On retrouve donc ici le thème cher à l'autrice du rapport entre liberté et esclavage, que ce dernier soit apparent ou non, qu'il soit lié ou non à la couleur de peau ou au genre, ou à l'âge. Ursula K. Le Guin était déjà âgée quand ces nouvelles ont été publiées, et on y retrouve en filigrane cette position de la "vieille femme" décrite dans Tehanu quelques années auparavant, avec la transparence sociale, les deuils, l'impuissance mais aussi l'éventuelle sagesse qui vont avec. Les récents mouvements sociaux suite aux débordements racistes et sexistes montrent l'actualité de ces textes.

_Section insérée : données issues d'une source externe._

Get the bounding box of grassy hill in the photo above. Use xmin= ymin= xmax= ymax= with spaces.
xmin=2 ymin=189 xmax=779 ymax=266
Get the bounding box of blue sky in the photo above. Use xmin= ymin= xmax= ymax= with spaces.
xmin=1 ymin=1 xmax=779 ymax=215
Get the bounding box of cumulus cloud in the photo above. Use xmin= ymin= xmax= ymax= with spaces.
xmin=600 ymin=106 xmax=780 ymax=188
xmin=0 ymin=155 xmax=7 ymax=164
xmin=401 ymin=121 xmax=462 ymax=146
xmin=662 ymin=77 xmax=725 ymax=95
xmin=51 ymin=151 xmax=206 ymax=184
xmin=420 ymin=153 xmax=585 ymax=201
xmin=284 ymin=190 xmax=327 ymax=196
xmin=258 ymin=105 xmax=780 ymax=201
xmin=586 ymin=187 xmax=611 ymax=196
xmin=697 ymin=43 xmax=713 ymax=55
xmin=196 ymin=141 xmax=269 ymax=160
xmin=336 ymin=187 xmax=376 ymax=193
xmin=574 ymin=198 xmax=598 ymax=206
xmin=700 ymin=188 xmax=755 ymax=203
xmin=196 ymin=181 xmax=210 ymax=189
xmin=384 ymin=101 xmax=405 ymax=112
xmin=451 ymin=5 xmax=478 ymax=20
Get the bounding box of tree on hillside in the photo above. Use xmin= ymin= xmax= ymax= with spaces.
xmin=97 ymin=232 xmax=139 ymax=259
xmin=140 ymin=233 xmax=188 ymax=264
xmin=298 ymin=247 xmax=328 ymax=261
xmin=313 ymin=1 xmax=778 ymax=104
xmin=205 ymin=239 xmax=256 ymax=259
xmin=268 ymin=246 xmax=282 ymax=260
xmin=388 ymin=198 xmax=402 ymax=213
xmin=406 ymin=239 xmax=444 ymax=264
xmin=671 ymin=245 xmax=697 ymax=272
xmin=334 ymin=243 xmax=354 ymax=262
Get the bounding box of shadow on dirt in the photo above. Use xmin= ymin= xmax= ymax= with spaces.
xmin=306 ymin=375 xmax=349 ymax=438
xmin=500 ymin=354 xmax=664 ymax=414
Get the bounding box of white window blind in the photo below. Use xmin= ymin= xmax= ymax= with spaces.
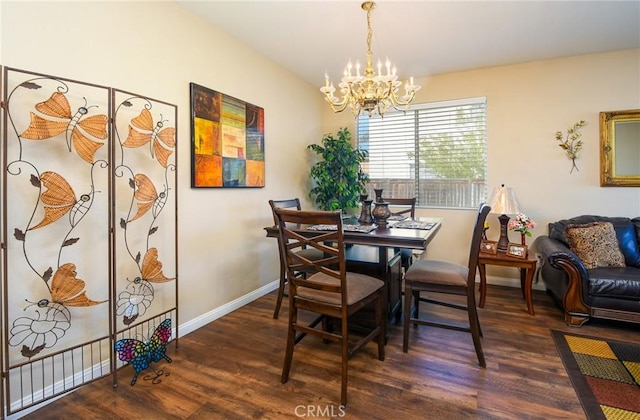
xmin=357 ymin=97 xmax=487 ymax=209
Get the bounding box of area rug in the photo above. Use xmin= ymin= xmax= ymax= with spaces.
xmin=551 ymin=330 xmax=640 ymax=420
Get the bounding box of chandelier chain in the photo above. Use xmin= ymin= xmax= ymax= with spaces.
xmin=365 ymin=3 xmax=373 ymax=77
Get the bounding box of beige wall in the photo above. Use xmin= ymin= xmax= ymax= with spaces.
xmin=322 ymin=49 xmax=640 ymax=280
xmin=0 ymin=1 xmax=323 ymax=331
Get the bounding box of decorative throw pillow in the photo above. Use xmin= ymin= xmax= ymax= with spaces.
xmin=564 ymin=222 xmax=626 ymax=269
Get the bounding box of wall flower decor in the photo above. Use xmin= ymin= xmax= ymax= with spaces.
xmin=555 ymin=120 xmax=586 ymax=173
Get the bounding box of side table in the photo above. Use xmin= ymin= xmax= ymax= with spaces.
xmin=477 ymin=251 xmax=538 ymax=315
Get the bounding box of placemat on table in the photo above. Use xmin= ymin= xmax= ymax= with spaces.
xmin=392 ymin=220 xmax=435 ymax=230
xmin=308 ymin=224 xmax=377 ymax=233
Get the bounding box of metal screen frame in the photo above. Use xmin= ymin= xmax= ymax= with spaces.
xmin=0 ymin=67 xmax=178 ymax=416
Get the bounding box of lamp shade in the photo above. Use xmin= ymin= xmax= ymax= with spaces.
xmin=487 ymin=184 xmax=521 ymax=215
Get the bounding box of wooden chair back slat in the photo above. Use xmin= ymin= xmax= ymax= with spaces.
xmin=274 ymin=208 xmax=346 ymax=299
xmin=385 ymin=197 xmax=416 ymax=218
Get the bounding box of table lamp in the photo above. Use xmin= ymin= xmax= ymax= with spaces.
xmin=487 ymin=184 xmax=521 ymax=252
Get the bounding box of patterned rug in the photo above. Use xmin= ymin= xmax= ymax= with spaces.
xmin=551 ymin=330 xmax=640 ymax=420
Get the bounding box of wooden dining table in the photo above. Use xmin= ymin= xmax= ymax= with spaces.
xmin=264 ymin=216 xmax=443 ymax=323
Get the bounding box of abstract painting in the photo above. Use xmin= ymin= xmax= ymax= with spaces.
xmin=190 ymin=83 xmax=265 ymax=188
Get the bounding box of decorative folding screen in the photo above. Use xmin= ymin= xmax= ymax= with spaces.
xmin=1 ymin=67 xmax=178 ymax=415
xmin=111 ymin=89 xmax=178 ymax=385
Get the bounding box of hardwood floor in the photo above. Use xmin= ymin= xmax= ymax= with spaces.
xmin=21 ymin=285 xmax=640 ymax=419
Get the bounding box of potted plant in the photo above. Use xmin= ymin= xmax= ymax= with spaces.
xmin=308 ymin=127 xmax=369 ymax=212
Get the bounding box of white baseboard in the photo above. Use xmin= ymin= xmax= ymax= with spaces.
xmin=480 ymin=274 xmax=546 ymax=291
xmin=178 ymin=280 xmax=279 ymax=337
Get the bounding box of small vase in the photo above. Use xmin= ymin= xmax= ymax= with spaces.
xmin=521 ymin=233 xmax=526 ymax=246
xmin=372 ymin=200 xmax=391 ymax=227
xmin=358 ymin=199 xmax=373 ymax=224
xmin=374 ymin=188 xmax=384 ymax=203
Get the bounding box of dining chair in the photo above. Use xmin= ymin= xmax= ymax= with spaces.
xmin=274 ymin=208 xmax=385 ymax=406
xmin=402 ymin=203 xmax=491 ymax=368
xmin=385 ymin=197 xmax=416 ymax=219
xmin=385 ymin=197 xmax=417 ymax=272
xmin=268 ymin=198 xmax=324 ymax=319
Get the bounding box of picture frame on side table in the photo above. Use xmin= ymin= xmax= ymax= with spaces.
xmin=480 ymin=240 xmax=498 ymax=255
xmin=506 ymin=243 xmax=528 ymax=259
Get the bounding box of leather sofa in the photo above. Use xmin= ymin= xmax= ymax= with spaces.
xmin=533 ymin=215 xmax=640 ymax=326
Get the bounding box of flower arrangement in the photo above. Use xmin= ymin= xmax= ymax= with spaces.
xmin=555 ymin=120 xmax=586 ymax=173
xmin=508 ymin=213 xmax=537 ymax=237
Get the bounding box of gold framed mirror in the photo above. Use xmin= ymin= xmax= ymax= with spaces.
xmin=600 ymin=109 xmax=640 ymax=187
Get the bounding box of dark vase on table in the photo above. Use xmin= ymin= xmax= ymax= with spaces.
xmin=359 ymin=196 xmax=373 ymax=224
xmin=371 ymin=188 xmax=391 ymax=227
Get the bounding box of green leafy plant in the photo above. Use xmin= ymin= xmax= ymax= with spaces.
xmin=308 ymin=127 xmax=369 ymax=211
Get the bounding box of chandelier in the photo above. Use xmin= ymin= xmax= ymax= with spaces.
xmin=320 ymin=1 xmax=421 ymax=118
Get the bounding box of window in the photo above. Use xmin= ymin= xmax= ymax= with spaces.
xmin=357 ymin=97 xmax=487 ymax=209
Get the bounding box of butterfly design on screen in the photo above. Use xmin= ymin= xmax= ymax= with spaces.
xmin=139 ymin=248 xmax=174 ymax=283
xmin=123 ymin=108 xmax=175 ymax=168
xmin=20 ymin=91 xmax=108 ymax=164
xmin=127 ymin=173 xmax=168 ymax=222
xmin=114 ymin=318 xmax=173 ymax=386
xmin=27 ymin=171 xmax=95 ymax=231
xmin=47 ymin=263 xmax=105 ymax=307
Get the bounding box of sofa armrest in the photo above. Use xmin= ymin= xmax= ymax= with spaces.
xmin=533 ymin=236 xmax=591 ymax=325
xmin=535 ymin=236 xmax=586 ymax=274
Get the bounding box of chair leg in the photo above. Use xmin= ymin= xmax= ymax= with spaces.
xmin=403 ymin=282 xmax=413 ymax=352
xmin=467 ymin=293 xmax=486 ymax=368
xmin=273 ymin=268 xmax=286 ymax=319
xmin=474 ymin=290 xmax=483 ymax=337
xmin=281 ymin=299 xmax=297 ymax=383
xmin=375 ymin=293 xmax=385 ymax=361
xmin=341 ymin=317 xmax=349 ymax=406
xmin=321 ymin=316 xmax=331 ymax=344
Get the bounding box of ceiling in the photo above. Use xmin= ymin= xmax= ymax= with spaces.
xmin=178 ymin=0 xmax=640 ymax=87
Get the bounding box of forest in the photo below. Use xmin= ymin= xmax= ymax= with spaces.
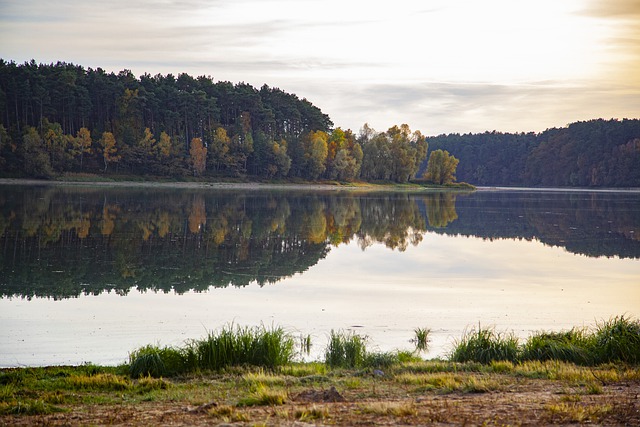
xmin=0 ymin=60 xmax=427 ymax=183
xmin=425 ymin=119 xmax=640 ymax=187
xmin=1 ymin=60 xmax=639 ymax=187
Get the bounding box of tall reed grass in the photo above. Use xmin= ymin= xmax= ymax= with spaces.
xmin=126 ymin=316 xmax=639 ymax=378
xmin=193 ymin=324 xmax=295 ymax=371
xmin=128 ymin=324 xmax=295 ymax=377
xmin=324 ymin=330 xmax=367 ymax=368
xmin=450 ymin=326 xmax=519 ymax=364
xmin=450 ymin=316 xmax=640 ymax=365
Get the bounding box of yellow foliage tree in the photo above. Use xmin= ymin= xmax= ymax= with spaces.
xmin=99 ymin=131 xmax=120 ymax=172
xmin=189 ymin=137 xmax=207 ymax=176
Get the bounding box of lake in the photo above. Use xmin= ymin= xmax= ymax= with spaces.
xmin=1 ymin=183 xmax=639 ymax=367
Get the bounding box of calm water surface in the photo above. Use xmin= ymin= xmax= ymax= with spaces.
xmin=1 ymin=184 xmax=638 ymax=366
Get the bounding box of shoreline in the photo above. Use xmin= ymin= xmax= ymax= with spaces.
xmin=0 ymin=177 xmax=471 ymax=192
xmin=2 ymin=178 xmax=637 ymax=192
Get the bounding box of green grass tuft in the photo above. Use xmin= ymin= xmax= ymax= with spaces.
xmin=521 ymin=329 xmax=592 ymax=365
xmin=237 ymin=383 xmax=287 ymax=406
xmin=324 ymin=330 xmax=368 ymax=368
xmin=193 ymin=324 xmax=295 ymax=371
xmin=0 ymin=399 xmax=66 ymax=415
xmin=412 ymin=327 xmax=431 ymax=352
xmin=129 ymin=345 xmax=187 ymax=378
xmin=450 ymin=326 xmax=519 ymax=364
xmin=592 ymin=315 xmax=640 ymax=364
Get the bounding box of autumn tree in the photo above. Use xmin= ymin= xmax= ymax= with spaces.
xmin=423 ymin=149 xmax=459 ymax=185
xmin=98 ymin=131 xmax=120 ymax=172
xmin=303 ymin=130 xmax=328 ymax=179
xmin=156 ymin=131 xmax=171 ymax=160
xmin=189 ymin=137 xmax=207 ymax=176
xmin=266 ymin=139 xmax=292 ymax=177
xmin=209 ymin=127 xmax=230 ymax=172
xmin=70 ymin=127 xmax=92 ymax=169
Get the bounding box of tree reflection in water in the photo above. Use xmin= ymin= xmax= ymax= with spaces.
xmin=0 ymin=185 xmax=638 ymax=299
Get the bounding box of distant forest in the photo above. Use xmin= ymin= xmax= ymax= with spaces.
xmin=426 ymin=119 xmax=640 ymax=188
xmin=0 ymin=60 xmax=638 ymax=187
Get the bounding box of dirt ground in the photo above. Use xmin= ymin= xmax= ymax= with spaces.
xmin=3 ymin=377 xmax=638 ymax=426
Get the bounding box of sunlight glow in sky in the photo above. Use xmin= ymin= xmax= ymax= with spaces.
xmin=0 ymin=0 xmax=638 ymax=134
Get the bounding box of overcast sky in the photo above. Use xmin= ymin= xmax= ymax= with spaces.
xmin=1 ymin=0 xmax=638 ymax=135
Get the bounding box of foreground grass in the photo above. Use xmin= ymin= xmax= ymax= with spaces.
xmin=3 ymin=317 xmax=638 ymax=425
xmin=1 ymin=360 xmax=638 ymax=425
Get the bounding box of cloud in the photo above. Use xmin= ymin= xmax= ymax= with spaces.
xmin=582 ymin=0 xmax=640 ymax=17
xmin=1 ymin=0 xmax=638 ymax=136
xmin=303 ymin=79 xmax=640 ymax=135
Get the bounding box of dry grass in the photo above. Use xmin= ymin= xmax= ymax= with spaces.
xmin=1 ymin=360 xmax=638 ymax=426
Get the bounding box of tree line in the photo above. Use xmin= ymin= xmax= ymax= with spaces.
xmin=0 ymin=60 xmax=438 ymax=183
xmin=3 ymin=60 xmax=636 ymax=187
xmin=425 ymin=119 xmax=640 ymax=187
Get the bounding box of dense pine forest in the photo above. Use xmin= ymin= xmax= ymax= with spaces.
xmin=426 ymin=119 xmax=640 ymax=187
xmin=0 ymin=60 xmax=638 ymax=187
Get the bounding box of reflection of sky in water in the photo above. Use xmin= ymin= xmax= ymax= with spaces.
xmin=2 ymin=231 xmax=638 ymax=367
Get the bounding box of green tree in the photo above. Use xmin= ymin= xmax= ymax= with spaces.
xmin=21 ymin=126 xmax=53 ymax=178
xmin=0 ymin=124 xmax=11 ymax=170
xmin=423 ymin=149 xmax=459 ymax=185
xmin=41 ymin=119 xmax=68 ymax=172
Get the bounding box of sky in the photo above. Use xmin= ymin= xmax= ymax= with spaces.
xmin=0 ymin=0 xmax=638 ymax=135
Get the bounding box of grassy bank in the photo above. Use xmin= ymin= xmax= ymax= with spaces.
xmin=2 ymin=317 xmax=638 ymax=425
xmin=1 ymin=358 xmax=638 ymax=425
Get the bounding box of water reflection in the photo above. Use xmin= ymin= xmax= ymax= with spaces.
xmin=0 ymin=185 xmax=638 ymax=300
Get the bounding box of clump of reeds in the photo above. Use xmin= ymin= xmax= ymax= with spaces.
xmin=324 ymin=330 xmax=368 ymax=368
xmin=192 ymin=324 xmax=295 ymax=371
xmin=450 ymin=316 xmax=640 ymax=366
xmin=128 ymin=324 xmax=295 ymax=377
xmin=521 ymin=329 xmax=592 ymax=365
xmin=129 ymin=345 xmax=187 ymax=378
xmin=592 ymin=315 xmax=640 ymax=364
xmin=412 ymin=327 xmax=431 ymax=353
xmin=450 ymin=325 xmax=519 ymax=364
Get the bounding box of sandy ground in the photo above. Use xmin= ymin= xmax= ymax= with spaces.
xmin=2 ymin=377 xmax=638 ymax=426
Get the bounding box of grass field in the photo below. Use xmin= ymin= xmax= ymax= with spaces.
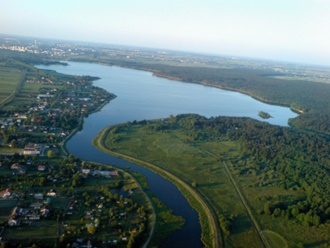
xmin=0 ymin=147 xmax=23 ymax=154
xmin=262 ymin=230 xmax=288 ymax=248
xmin=270 ymin=75 xmax=330 ymax=84
xmin=0 ymin=67 xmax=22 ymax=104
xmin=0 ymin=60 xmax=65 ymax=111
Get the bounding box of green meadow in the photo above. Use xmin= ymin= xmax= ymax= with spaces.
xmin=94 ymin=118 xmax=330 ymax=248
xmin=0 ymin=67 xmax=22 ymax=105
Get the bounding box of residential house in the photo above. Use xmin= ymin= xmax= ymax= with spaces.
xmin=0 ymin=188 xmax=12 ymax=198
xmin=23 ymin=143 xmax=42 ymax=155
xmin=38 ymin=165 xmax=46 ymax=171
xmin=82 ymin=168 xmax=91 ymax=174
xmin=110 ymin=171 xmax=119 ymax=177
xmin=34 ymin=193 xmax=43 ymax=200
xmin=40 ymin=206 xmax=49 ymax=217
xmin=44 ymin=197 xmax=53 ymax=205
xmin=30 ymin=202 xmax=43 ymax=209
xmin=46 ymin=189 xmax=57 ymax=197
xmin=8 ymin=218 xmax=21 ymax=227
xmin=11 ymin=163 xmax=21 ymax=170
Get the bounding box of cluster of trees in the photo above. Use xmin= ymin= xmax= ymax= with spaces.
xmin=219 ymin=214 xmax=236 ymax=236
xmin=1 ymin=128 xmax=16 ymax=146
xmin=262 ymin=200 xmax=325 ymax=227
xmin=0 ymin=157 xmax=82 ymax=192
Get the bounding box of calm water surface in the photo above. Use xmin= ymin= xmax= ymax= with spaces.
xmin=36 ymin=62 xmax=298 ymax=247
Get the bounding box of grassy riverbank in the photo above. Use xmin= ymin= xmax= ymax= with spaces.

Tout cela est bien sûr abordé sans aucune insistance, dans le style élégant, fin, familier aux lecteurs et lectrices qui connaissent déjà la grande autrice américaine. Ces nouvelles permettent de réfléchir sur des thèmes d'une brûlante actualité tout en gardant la tête froide et sans engagement émotionnel excessif, sans qu'il manque une facette à des problématiques complexes. Du grand art, et je ne peux que recommander la lecture de ce recueil à ceux qui auraient manqué la publication de ces textes dans des recueils antérieurs.